Carnage came to global markets on Friday as results of an historic referendum showed Britain had voted to leave the European Union, sending sterling on a record plunge and pummelling equities across the world.
Such a body blow to global confidence could well prevent the Federal Reserve from raising interest rates as planned this year, and might even provoke a new round of emergency policy easing from all the major central banks.
Risk assets were scorched as investors fled to the traditional safe-harbours of top-rated government debt, Japanese yen and gold.
Billions were wiped from share values as FTSE futures fell 7 percent, EMINI S&P 500 futures 5 percent and Japan's Nikkei 7.6 percent. European stock markets were set to up 6-7.5 percent lower.
The British pound collapsed no less than 18 U.S. cents, easily the biggest fall in living memory, to hit its lowest since 1985. The euro in turn slid 3.1 percent to $1.1022 as investors feared for its very future.
Nearly complete results showed a 51.8/48.2 percent split for leaving, setting the UK on an uncertain path and dealing the largest setback to European efforts to forge greater unity since World War Two.
Sterling sank a staggering 10.1 percent to $1.3387, having carved out a range of $1.3228 to $1.5022. The fall was even larger than during the global financial crisis and the currency was moving two or three cents in the blink of an eye.
"It's back to the future, we're back to where we were in 1985," said Nick Parsons, co-head of global currency strategy at NAB in London.
"We've had a 10 percent decline in six hours. That's simply extraordinary, and a vote to leave provides an existential crisis for Europe."
The shockwaves affected all asset classes and regions.

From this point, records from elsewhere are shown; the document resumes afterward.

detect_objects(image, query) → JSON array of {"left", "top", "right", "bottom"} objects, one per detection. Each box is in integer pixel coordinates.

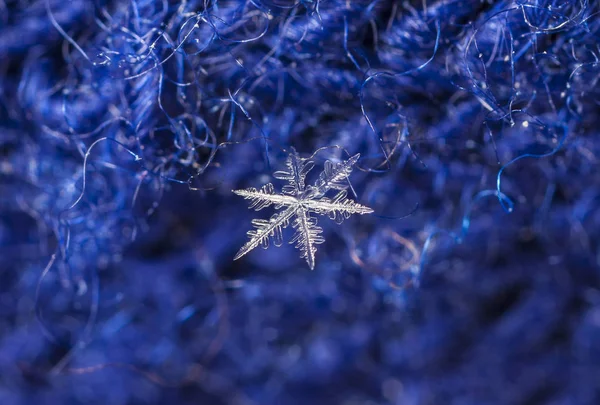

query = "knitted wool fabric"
[{"left": 0, "top": 0, "right": 600, "bottom": 405}]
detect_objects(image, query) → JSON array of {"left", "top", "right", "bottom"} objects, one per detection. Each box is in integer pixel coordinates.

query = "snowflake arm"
[
  {"left": 233, "top": 205, "right": 298, "bottom": 260},
  {"left": 232, "top": 183, "right": 297, "bottom": 211},
  {"left": 304, "top": 190, "right": 373, "bottom": 223},
  {"left": 290, "top": 209, "right": 325, "bottom": 270}
]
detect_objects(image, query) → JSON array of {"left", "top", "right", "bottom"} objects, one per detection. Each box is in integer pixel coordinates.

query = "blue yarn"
[{"left": 0, "top": 0, "right": 600, "bottom": 405}]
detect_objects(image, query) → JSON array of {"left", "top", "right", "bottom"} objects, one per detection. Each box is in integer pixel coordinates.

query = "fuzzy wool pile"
[{"left": 0, "top": 0, "right": 600, "bottom": 405}]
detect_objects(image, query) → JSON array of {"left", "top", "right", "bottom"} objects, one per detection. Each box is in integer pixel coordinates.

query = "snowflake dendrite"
[{"left": 232, "top": 149, "right": 373, "bottom": 269}]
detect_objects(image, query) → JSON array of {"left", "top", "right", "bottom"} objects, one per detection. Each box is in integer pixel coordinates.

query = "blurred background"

The safe-haven yen sprang higher to stand at 101.34 per dollar, having been as low as 106.81 at one stage. The dollar decline of 4 percent was the largest since 1998.
That prompted warnings from Japanese officials that excessive forex moves were undesirable. Indeed, traders were wary in case global central banks chose to step in to calm the volatility.
Bank of Japan Governor Haruhiko Kuroda said the bank was ready to provide liquidity if needed to ensure market stability and a source said the Bank of England was in touch with other major central banks ahead of the market open there.
Other currencies across Asia suffered badly on worries that alarmed investors could pull funds out of emerging markets.
MSCI's broadest index of Asia-Pacific shares outside Japan slid almost 5 percent, while Shanghai stocks lost 1.1 percent.
Financial markets have been racked for months by worries about what Brexit, or a British exit from the European Union, would mean for Europe's stability.
"Obviously, there will be a large spill over effects across all global economies if the "Leave" vote wins. Not only will the UK go into recession, Europe will follow suit," was the gloomy prediction of Matt Sherwood, head of investment strategy at fund manager Perpetual in Sydney.
Investors duly stampeded to sovereign bonds, with U.S. 10-year Treasury futures jumping over 2 points in an extremely rare move for Asian hours.
Yields on the cash note fell 24 basis points to 1.49 percent, the steepest one-day drop since 2009 and the lowest yield since 2012.
The rally did not extend to UK bonds, however, as ratings agency Standard and Poor's has warned it would likely downgrade the country's triple A rating if it left the EU.
Yields on 10-year gilts were indicated up 20 basis points at around 1.57 percent, meaning higher borrowing costs for a UK government already struggling with a large budget deficit.
Across the Atlantic, investors were pricing in even less chance of another hike in U.S. interest rates given the Federal Reserve had cited a British exit from the EU as one reason to be cautious on tightening.
"It adds weight to the camp that the Fed would be on hold. A July (hike) is definitely off the table," Mike Baele, managing director with the private client reserve group at U.S. Bank in Portland, Oregon.
Fed funds futures were even toying with the chance that the next move could be a cut in U.S. rates.
Commodities likewise swung lower as a Brexit would be seen as a major threat to global growth. U.S. crude shed $3.00 to $47.11 a barrel in erratic trade while Brent fell 6 percent to $47.83.
Industrial metal copper sank 3 percent but gold galloped more than 8 percent higher thanks to its perceived safe haven status.